Their neighbors at Canterbury were still their most intimate friends: they were shortly, however, to lose one of them. Mr. Cooper had heard six months before of the death of his two elder brothers in rapid succession, and he was now heir to his father's property, which was very extensive. It had been supposed that he would at once return to England, and he was continually talking of doing so; but he had, under one excuse or other, put off his departure from time to time. He was very frequently over at Mount Pleasant and was generally a companion of the boys upon their excursions.
"I think Cooper is almost as much here as he is at Canterbury,"
Charley said, laughing, one day.
Mrs. Hardy happened to glance at Maud, and noticed a bright flush of color on her cheeks. She made no remark at the time, but spoke to Mr. Hardy about it at night.
"You see, my dear," she concluded, "we are still considering Maud as a child, but other people may look upon her as a woman."
"I am sorry for this," Mr. Hardy said after a pause, "We ought to have foreseen the possibility of such a thing. Now that it is mentioned, I wonder we did not do so before. Mr. Cooper has been here so much that the thing would have certainly struck us, had we not, as you say, looked upon Maud as a child. Against Mr. Cooper I have nothing to say. We both like him extremely. His principles are good, and he would, in point of money, be of course an excellent match for our little girl. At the same time, I cannot permit anything like an engagement. Mr. Cooper has seen no other ladies for so long a time that it is natural enough he should fall in love with Maud.
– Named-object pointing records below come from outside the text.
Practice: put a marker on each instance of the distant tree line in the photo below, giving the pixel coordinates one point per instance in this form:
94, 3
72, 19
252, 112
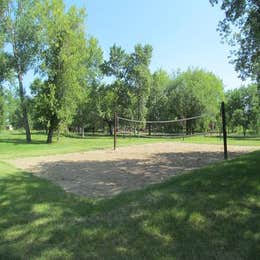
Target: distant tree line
74, 88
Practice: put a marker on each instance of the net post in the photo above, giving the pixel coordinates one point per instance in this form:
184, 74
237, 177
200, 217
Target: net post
223, 115
115, 129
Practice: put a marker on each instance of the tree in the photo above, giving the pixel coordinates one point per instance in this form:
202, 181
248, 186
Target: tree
117, 94
19, 28
88, 105
193, 93
62, 63
139, 78
157, 98
241, 28
242, 108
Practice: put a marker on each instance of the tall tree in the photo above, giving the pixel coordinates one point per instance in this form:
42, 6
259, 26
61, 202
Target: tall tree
62, 67
192, 93
139, 78
242, 109
241, 28
117, 96
88, 106
19, 27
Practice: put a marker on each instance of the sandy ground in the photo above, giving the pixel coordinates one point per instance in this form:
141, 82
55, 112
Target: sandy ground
104, 173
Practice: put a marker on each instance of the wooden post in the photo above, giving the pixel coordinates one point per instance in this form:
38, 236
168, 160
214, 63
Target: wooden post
115, 130
223, 114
Maud, on the other hand, has only seen the fifteen or twenty men who came here; she knows nothing of the world and is altogether inexperienced. They are both going to England, and may not improbably meet people whom they may like very much better, and may look upon this love-making in the pampas as a folly. At the end of another two years, when Maud is nineteen, if Mr. Cooper renew the acquaintance in England, and both parties agree, I shall of course offer no objection, and indeed should rejoice much at a match which would promise well for her happiness."
Mrs. Hardy thoroughly agreed with her husband, and so the matter rested for a short time.
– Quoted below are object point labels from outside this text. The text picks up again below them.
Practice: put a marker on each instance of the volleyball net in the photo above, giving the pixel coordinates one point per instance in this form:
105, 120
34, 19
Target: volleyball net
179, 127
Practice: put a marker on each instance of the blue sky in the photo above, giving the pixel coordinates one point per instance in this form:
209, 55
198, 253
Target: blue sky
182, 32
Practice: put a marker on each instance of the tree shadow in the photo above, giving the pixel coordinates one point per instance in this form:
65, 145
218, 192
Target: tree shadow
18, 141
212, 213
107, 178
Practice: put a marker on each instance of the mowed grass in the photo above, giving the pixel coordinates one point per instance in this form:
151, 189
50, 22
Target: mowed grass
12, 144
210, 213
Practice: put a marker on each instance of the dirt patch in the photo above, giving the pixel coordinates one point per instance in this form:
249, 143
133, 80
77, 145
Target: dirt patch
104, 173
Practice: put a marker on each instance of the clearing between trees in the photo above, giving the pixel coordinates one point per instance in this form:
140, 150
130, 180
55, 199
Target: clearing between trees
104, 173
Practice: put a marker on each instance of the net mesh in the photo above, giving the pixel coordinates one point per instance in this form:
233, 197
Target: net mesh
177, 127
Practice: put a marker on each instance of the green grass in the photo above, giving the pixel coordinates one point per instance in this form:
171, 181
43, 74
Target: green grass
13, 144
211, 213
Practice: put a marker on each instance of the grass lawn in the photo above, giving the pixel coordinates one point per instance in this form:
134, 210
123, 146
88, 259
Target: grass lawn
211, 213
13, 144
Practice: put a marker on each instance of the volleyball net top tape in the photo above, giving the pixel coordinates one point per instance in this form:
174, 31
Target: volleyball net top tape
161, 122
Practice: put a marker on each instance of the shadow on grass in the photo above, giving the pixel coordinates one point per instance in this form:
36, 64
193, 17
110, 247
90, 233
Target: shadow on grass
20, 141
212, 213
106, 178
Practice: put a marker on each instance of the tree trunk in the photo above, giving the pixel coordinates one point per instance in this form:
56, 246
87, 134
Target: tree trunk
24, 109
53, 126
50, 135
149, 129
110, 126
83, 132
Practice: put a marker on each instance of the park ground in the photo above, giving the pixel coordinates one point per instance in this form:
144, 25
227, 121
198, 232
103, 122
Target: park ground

It was well that Mr. Hardy had been warned by his wife, for a week after this Mr. Cooper met him alone when he was out riding, and after some introduction, expressed to him that he had long felt that he had loved his daughter, but had waited until she was seventeen before expressing his wishes. He said that he had delayed his departure for England on this account alone, and now asked permission to pay his addresses to her, adding that he hoped that he was not altogether indifferent to her.
Mr. Hardy heard him quietly to the end.
"I can hardly say that I am unprepared for what you say, Mr. Cooper, although I had never thought of such a thing until two days since. Then your long delay here, and your frequent visits to our house, opened the eyes of Mrs. Hardy and myself. To yourself, personally, I can entertain no objection. Still, when I remember that you are only twenty-six, and that for the last four years you have seen no one with whom you could possibly fall in love, with the exception of my daughter, I can hardly think that you have had sufficient opportunity to know your own mind. When you return to England you will meet young ladies very much prettier and very much more accomplished than my Maud, and you may regret the haste which led you to form an engagement out here."